Project 462378

Mutations in the splicing factor EFTUD2 and SF3B4 are responsible for mandibulofacial dysostosis with microcephaly (MFDM) and Nager Syndromes, respectively. Malformations in the craniofacial region are found in most MFDM and Nager syndrome patients, along with syndrome-specific extracranial and face defects. Our goal is to uncover the requirement for EFTUD2 and SF3B4 during head and face development. MFDM and Nager syndrome patients show smaller cheek bones, upper and lower jaws, and ears that are malformed or mis-positioned. In addition, MDFM patients have microcephaly and developmental delay. We generated mutant mouse lines carrying conditional mutations in Eftud2 or Sf3b4. We showed that deletion of Eftud2 or Sf3b4 in the precursor of the bones affected in head and face of patient results in craniofacial malformations.

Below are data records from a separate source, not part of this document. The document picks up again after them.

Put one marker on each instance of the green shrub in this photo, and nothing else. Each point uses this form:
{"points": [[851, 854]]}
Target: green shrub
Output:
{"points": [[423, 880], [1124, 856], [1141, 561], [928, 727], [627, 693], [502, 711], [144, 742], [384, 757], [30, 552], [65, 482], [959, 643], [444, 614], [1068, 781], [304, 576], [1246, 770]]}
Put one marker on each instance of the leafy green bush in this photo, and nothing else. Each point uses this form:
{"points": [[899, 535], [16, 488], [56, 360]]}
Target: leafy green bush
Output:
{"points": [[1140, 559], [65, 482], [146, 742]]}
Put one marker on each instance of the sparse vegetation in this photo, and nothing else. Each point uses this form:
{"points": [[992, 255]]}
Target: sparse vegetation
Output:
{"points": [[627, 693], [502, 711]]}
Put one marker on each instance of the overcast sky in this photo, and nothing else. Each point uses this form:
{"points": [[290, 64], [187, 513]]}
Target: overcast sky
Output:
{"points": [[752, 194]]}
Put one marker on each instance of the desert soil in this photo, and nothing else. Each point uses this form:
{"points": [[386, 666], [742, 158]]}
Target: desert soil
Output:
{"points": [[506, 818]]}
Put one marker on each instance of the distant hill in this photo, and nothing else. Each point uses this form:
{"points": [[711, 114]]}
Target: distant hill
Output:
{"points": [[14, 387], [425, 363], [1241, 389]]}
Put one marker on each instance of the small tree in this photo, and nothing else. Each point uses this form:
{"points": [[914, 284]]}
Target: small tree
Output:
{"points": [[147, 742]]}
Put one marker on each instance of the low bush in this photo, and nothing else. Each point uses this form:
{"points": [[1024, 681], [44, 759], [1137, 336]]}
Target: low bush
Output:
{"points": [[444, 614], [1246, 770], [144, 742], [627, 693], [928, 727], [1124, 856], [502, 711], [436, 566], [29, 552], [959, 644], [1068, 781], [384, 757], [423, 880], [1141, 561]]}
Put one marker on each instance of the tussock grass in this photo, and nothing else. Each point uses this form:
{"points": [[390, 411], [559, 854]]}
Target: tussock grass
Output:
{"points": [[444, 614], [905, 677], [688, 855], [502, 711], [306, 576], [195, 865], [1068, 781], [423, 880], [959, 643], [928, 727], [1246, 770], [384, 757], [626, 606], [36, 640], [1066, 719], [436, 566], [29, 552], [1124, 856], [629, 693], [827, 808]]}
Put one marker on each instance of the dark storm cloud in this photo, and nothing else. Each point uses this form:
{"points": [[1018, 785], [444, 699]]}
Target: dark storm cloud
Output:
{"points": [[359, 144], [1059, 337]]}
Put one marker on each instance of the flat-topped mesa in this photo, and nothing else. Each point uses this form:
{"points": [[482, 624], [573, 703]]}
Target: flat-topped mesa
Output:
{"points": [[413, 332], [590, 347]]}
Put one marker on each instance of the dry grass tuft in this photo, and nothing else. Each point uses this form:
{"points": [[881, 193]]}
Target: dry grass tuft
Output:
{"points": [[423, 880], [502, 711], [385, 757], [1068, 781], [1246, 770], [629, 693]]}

We used RNAseq analysis to show that head malformations in Eftud2 mutant embryos are preceded by abnormal splicing of the P53-regulator Mdm2, as well as FoxM1, a transcription factor. P53-activity is increased in Eftud2 and Sf3b4 mutant embryos, and FoxM1 targets are dysregulated in Eftud2 mutants. However, the role of Foxm1 during craniofacial development has not been investigated. Nor has P53-independent roles of MDM2 in head development been examined. Our hypothesis is that mutations of Eftud2 or Sf3b4 in neural crest cells lead to mis-splicing of a set of transcripts, including Foxm1 and Mdm2 that are important for craniofacial development. We Aim to: 1.Identify the earliest steps in NCC development that are disrupted by mutation of Sf3b4; 2.Identify neural crest cell specific splicing events/pathways regulated by EFTUD2 and SF3B4; and 3.Determine the contribution of mis-splicing of Mdm2 or FoxM1 to craniofacial defects in splicing mutants. Our work will uncover pathways shared with other craniofacial syndromes, and will help in the development of treatments that can prevent or reduce the incidence of these defects in the population.